Saturday, June 25, 2005


Webside humour
Demo assault

A man charged with assault and battery insisted at his trial that he had just pushed his victim "a little bit". When he was pressured by the prosecutor to illustrate just how hard, the defendant approached the lawyer, slapped him in the face, grabbed him firmly by the lapels and flung him over the table. He then faced the judge and the jury and calmly declared, "I would say it was about one-tenth that hard."

 

Home truth

A husband came home one night and saw his wife crying. He said, "What’s wrong?" She said, "I’m homesick." He said, "This is your home." And she said, "Yes, and I’m sick of it."

 

Double fun

One day a man found an odd lamp and rubbed it. From inside came a genie that told him he would get three wishes, but whatever he wishes for, his neighbour gets the double of what he gets.
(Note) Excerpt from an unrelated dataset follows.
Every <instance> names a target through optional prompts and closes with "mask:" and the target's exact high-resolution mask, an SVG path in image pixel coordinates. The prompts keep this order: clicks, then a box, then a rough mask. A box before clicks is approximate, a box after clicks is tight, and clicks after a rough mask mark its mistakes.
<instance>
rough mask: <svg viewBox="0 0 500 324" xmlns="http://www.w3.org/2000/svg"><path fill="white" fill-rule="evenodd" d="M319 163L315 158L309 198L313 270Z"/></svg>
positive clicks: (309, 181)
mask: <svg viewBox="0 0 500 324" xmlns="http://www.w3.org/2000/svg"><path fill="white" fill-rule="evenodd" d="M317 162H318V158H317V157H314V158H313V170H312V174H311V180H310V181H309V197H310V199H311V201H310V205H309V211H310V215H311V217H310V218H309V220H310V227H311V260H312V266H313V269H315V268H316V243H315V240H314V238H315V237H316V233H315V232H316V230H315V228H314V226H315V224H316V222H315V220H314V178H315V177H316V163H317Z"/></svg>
"What would you like for your first wish?" asked the genie.

"I want $ 1 billion," replies the man. "Remember," says the genie, "your neighbour gets the double of what you get." "I know," replied the man.

The man then chooses his second wish, "I wish I had a brand new sports car." So he gets his second wish and he’s very content. "Your neighbour gets double what you get, now what would you like for your third wish?" asks the genie. The man ponders for a moment, then answers, "I wish to be beaten half to death."

 

Blonde brilliance

Three blondes enter a bar and order champagne. The corks are popped, the glasses are filled and they begin toasting and chanting, "51 days, 51 days, 51 days." The bartender can’t contain his curiosity, so he asks one of the blondes, "What’s all the chanting about? She said, "Everyone thinks that blondes are dumb. So, we decided to set the record straight. We bought a puzzle and on one side of the box it was written "two-to-four years", but we put it together in 51 days."

 

Friend indeed

Two men were walking through the woods when a large bear came 50 feet in front of them. The first man dropped his backpack and dug out a pair of running shoes, then, began to furiously attempt to lace them up as the bear slowly approached them. The second man looked at the first, confused, and said, "What are you doing? Running shoes aren’t going to help, you can’t outrun that bear." "I don’t need to," said the first man, "I just need to outrun you."